Author Topic: Problem running QuantumATK X-2025.06 in parallel with SLURM  (Read 47390 times)

0 Members and 1 Guest are viewing this topic.

Offline pshinyeong

  • Heavy QuantumATK user
  • ***
  • Posts: 50
  • Country: kr
  • Reputation: 0
    • View Profile
Hi,

I just updated to QuantumATK X-2025.06.
On the main node, atkpython runs fine.
But when I try a parallel job with SLURM, it stops immediately and no log file is created.
With the previous version of QuantumATK, the same job script worked for parallel calculation.
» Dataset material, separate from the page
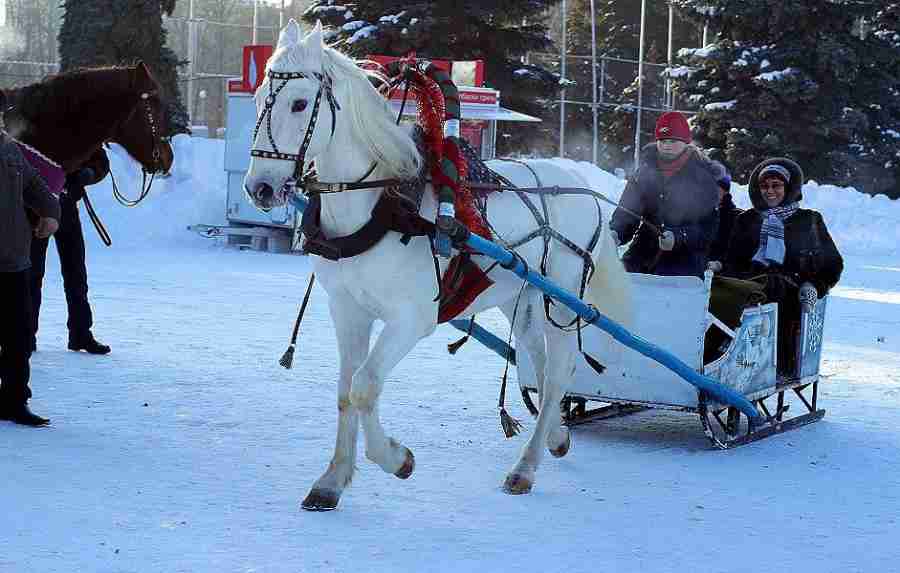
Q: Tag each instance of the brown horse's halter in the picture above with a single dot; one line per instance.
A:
(156, 140)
I attached my job script and the slurm out file.
Any ideas what changed in this version or how to fix MPI parallel runs?

Thank you

Offline AsifShah

  • QuantumATK Guru
  • ****
  • Posts: 216
  • Country: in
  • Reputation: 4
    • View Profile
Re: Problem running QuantumATK X-2025.06 in parallel with SLURM
« Reply #1 on: August 31, 2025, 18:09 »
Hi Pshinyeong, From what I see you have commented the following lines: #mpirun ~/QuantumATK23/quantumatk/V-2023.09/bin/atkpython_system-mpi $PYTHON_SCRIPT > $LOG_FILE #mpirun /home/edrl_05/QuantumATK/QuantumATK-U-2022.12-SP1/bin/atkpython $PYTHON_SCRIPT > $LOG_FILE Also, instead of using mpirun, I would recommend using QATK inbuilt mpiexec.hydra for parallelization and atkpython for execution. Also, you need to update the paths, so your SLURM script will look something like this:
Code
#!/bin/bash

#SBATCH --job-name=QuantumATK
#SBATCH --ntasks=60
#SBATCH --ntasks-per-node=60
#SBATCH --nodes=1
#SBATCH --cpus-per-task=1
#SBATCH --output=%x-%j.out
#SBATCH --error=%x-%j.err
#SBATCH --partition=normal
#SBATCH --mem=210GB
#SBATCH --nodelist=n16,n15,n14

cd $SLURM_SUBMIT_DIR
export ATK=/home/edrl_05/QuantumATK/quantumatk/X-2025.06/bin/atkpython
export MPI=/home/edrl_05/QuantumATK/quantumatk/X-2025.06/mpi/bin/mpiexec.hydra
export MPIE=/home/edrl_05/QuantumATK/quantumatk/X-2025.06/mpi/bin/mpiexec
export MKL_DYNAMIC=TRUE
export OMP_NUM_THREADS=1
export MKL_NUM_THREADS=1
export LM_LICENSE_FILE="path"
export SNPSLMD_LICENSE_FILE="path"

${MPI} ${ATK} in.py > out.log 

Offline filipr

  • QuantumATK Staff
  • QuantumATK Guru
  • *****
  • Posts: 102
  • Country: dk
  • Reputation: 10
  • QuantumATK developer
    • View Profile
Re: Problem running QuantumATK X-2025.06 in parallel with SLURM
« Reply #2 on: September 1, 2025, 15:48 »
Hi Pshinyeong, QuantumATK ships it's own version of Intel MPI. The version shipped with QuantumATK X-2025.06 is Intel MPI 2021.15 which comes with Intel oneAPI 2024.2 (I believe), which is newer than the one you load in your job script. Newer versions of Intel MPI are not necessarily compatible with older versions, so that could be why it fails. I suggest that you do not use a custom Intel MPI version unless you really, REALLY know what you're doing. So instead of loading oneAPI or OpenMPI as you would maybe normally do for other academic software your simply don't. QuantumATK is a self-container plug-and-play solution that works as-is without any installed libraries or tools. So I recommend you remove the module loads and simply have this line to launch your job:
Code
srun /path/to/atkpython $PYTHON_SCRIPT > $LOG_FILE
If in doubt - use the built in job manager GUI to set up submission scripts for Slurm.